At the end of surgery, PCV had dropped to 19%, blood pressure was low and Ronnie was tachycardic despite being on crystalloids, methadone, lidocaine CRI and dopamine CRI. The blood unit collected was administered. This raised the PCV to 34%. Ronnie became more stable although progressively jaundiced and regurgitating frequently. He was treated with metoclopramide CRI, omeprazole, lidocaine, opioids, maropitant and ondansetron and resumed eating and stopped regurgitating within a week.

Histopathology of the ruptured liver lobe was consistent with hepatic necrosis. Treatment with amoxicillin clavulanate and marbofloxacin was started at this stage (3 days post-surgery) as Ronnie had developed a marked band neutrophilia and pyrexia but also because of the known hepatic necrosis. 

Ronnie was discharged from hospital 4 days later (7 days post-surgery) and is improving every day.

Spontaneous hepatic rupture is very rare.

In people, it is most often seen in association with pregnancy. The hypothesis is that vasospasm that results from increased sensitivity to circulating vasopressors and endothelial damage lead to formation of microthrombi, which cause hepatic necrosis, which subsequently lead to hepatic rupture. Other cases are most often associated with rupture of haemangiomas, primary or secondary malignancies, adenomas… Extremely rarely, spontaneous rupture with no underlying liver pathology has been described.
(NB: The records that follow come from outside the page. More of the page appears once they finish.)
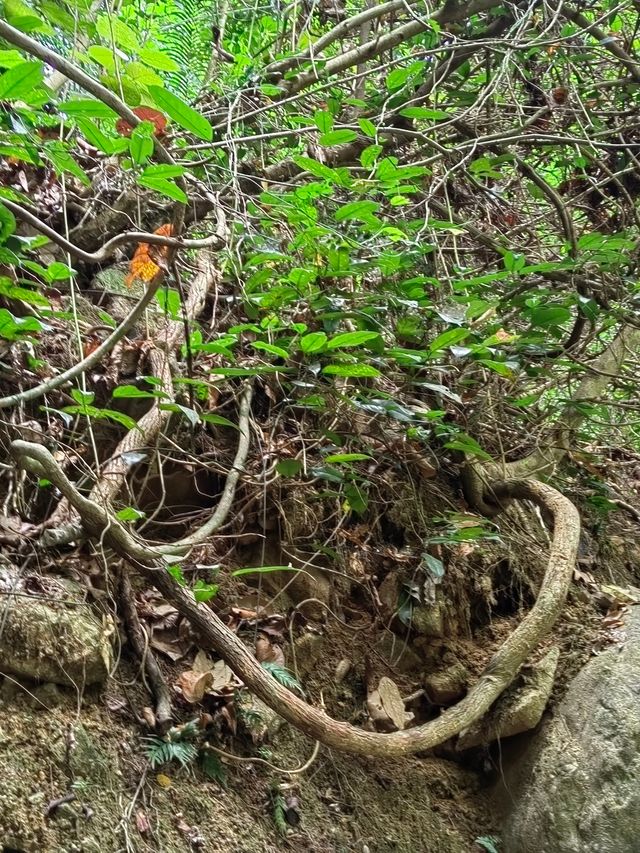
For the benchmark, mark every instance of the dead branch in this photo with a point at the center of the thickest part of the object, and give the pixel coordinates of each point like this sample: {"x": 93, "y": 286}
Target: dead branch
{"x": 499, "y": 673}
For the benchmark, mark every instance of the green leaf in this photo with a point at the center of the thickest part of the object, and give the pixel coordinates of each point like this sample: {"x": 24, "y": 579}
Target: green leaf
{"x": 62, "y": 161}
{"x": 425, "y": 113}
{"x": 211, "y": 418}
{"x": 466, "y": 444}
{"x": 313, "y": 342}
{"x": 270, "y": 348}
{"x": 181, "y": 113}
{"x": 129, "y": 513}
{"x": 130, "y": 391}
{"x": 318, "y": 170}
{"x": 20, "y": 80}
{"x": 370, "y": 155}
{"x": 164, "y": 187}
{"x": 87, "y": 107}
{"x": 549, "y": 315}
{"x": 141, "y": 143}
{"x": 347, "y": 457}
{"x": 363, "y": 370}
{"x": 157, "y": 59}
{"x": 94, "y": 135}
{"x": 192, "y": 416}
{"x": 448, "y": 338}
{"x": 123, "y": 35}
{"x": 351, "y": 339}
{"x": 356, "y": 498}
{"x": 367, "y": 127}
{"x": 13, "y": 291}
{"x": 356, "y": 210}
{"x": 58, "y": 271}
{"x": 7, "y": 223}
{"x": 337, "y": 137}
{"x": 103, "y": 56}
{"x": 323, "y": 120}
{"x": 289, "y": 467}
{"x": 11, "y": 328}
{"x": 203, "y": 591}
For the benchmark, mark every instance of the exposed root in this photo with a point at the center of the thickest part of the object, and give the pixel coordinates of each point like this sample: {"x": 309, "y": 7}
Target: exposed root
{"x": 497, "y": 676}
{"x": 140, "y": 643}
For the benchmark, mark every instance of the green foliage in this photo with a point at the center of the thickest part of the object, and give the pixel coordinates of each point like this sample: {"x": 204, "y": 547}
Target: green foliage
{"x": 286, "y": 678}
{"x": 160, "y": 751}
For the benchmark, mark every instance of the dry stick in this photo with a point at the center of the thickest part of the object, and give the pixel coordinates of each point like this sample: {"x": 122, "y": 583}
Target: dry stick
{"x": 147, "y": 658}
{"x": 450, "y": 12}
{"x": 57, "y": 61}
{"x": 114, "y": 471}
{"x": 94, "y": 358}
{"x": 214, "y": 241}
{"x": 315, "y": 723}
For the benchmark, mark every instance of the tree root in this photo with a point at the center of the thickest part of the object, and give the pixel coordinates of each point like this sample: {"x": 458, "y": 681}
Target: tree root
{"x": 315, "y": 723}
{"x": 140, "y": 643}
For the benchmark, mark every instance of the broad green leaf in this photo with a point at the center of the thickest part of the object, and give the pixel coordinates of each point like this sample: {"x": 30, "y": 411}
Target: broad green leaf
{"x": 164, "y": 187}
{"x": 9, "y": 58}
{"x": 355, "y": 370}
{"x": 129, "y": 513}
{"x": 130, "y": 391}
{"x": 367, "y": 127}
{"x": 289, "y": 467}
{"x": 549, "y": 315}
{"x": 103, "y": 56}
{"x": 211, "y": 418}
{"x": 313, "y": 342}
{"x": 94, "y": 135}
{"x": 448, "y": 338}
{"x": 270, "y": 348}
{"x": 7, "y": 223}
{"x": 464, "y": 442}
{"x": 424, "y": 113}
{"x": 141, "y": 143}
{"x": 356, "y": 210}
{"x": 58, "y": 271}
{"x": 370, "y": 155}
{"x": 182, "y": 113}
{"x": 20, "y": 80}
{"x": 87, "y": 107}
{"x": 24, "y": 294}
{"x": 351, "y": 339}
{"x": 11, "y": 328}
{"x": 337, "y": 137}
{"x": 323, "y": 120}
{"x": 319, "y": 170}
{"x": 157, "y": 59}
{"x": 123, "y": 35}
{"x": 62, "y": 161}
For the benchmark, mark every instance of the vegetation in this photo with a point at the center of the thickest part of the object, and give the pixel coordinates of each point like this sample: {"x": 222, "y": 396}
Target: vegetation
{"x": 256, "y": 261}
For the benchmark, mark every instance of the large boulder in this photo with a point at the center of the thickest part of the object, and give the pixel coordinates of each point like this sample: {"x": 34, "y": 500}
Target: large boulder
{"x": 578, "y": 787}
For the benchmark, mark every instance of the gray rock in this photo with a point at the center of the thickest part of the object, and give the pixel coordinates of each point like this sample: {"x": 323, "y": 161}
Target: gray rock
{"x": 520, "y": 708}
{"x": 50, "y": 634}
{"x": 578, "y": 787}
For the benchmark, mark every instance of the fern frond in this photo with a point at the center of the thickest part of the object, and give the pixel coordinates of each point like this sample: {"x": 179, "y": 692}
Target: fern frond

In dogs, there are very few reports in the literature. Sharpeis with amyloidosis and cats with amyloidosis are known to have an increase risk. We found two cases in the literature of spontaneous rupture and both had hepatic necrosis. One died and histopathology documented a Salmonella infection. This could however have happened post-mortem, as culture was obtained post-mortem. The other case survived to surgery and it was hypothesised that necrosis had been caused by mushroom toxicity but there was absolutely no evidence for this.

Our current case had no known exposure to any of the potential causes of acute hepatocellular necrosis in dogs (Amanita sp. mushroom poisoning, blue-green algae poisoning, idiosyncratic drug reactions to benzodiazepines, paracetamol, sulpha drugs, carprofen and amiodarone, ingestion of xylitol). Blunt trauma to the abdomen is possible but there was no report of it and no bruising on initial presentation. Unfortunately, the liver was not sent for culture so an infection of the liver could not be excluded but Ronnie only became pyrexic three days post-surgery so this is unlikely to have been the cause for the necrosis. Maybe Ronnie truly had spontaneous rupture of his liver and hypoxia resulting from acute haemorrhage caused the hepatic necrosis. We will most likely never know what truly happened but Ronnie’s liver function appears to be improving at this stage and he is likely to make a full recovery.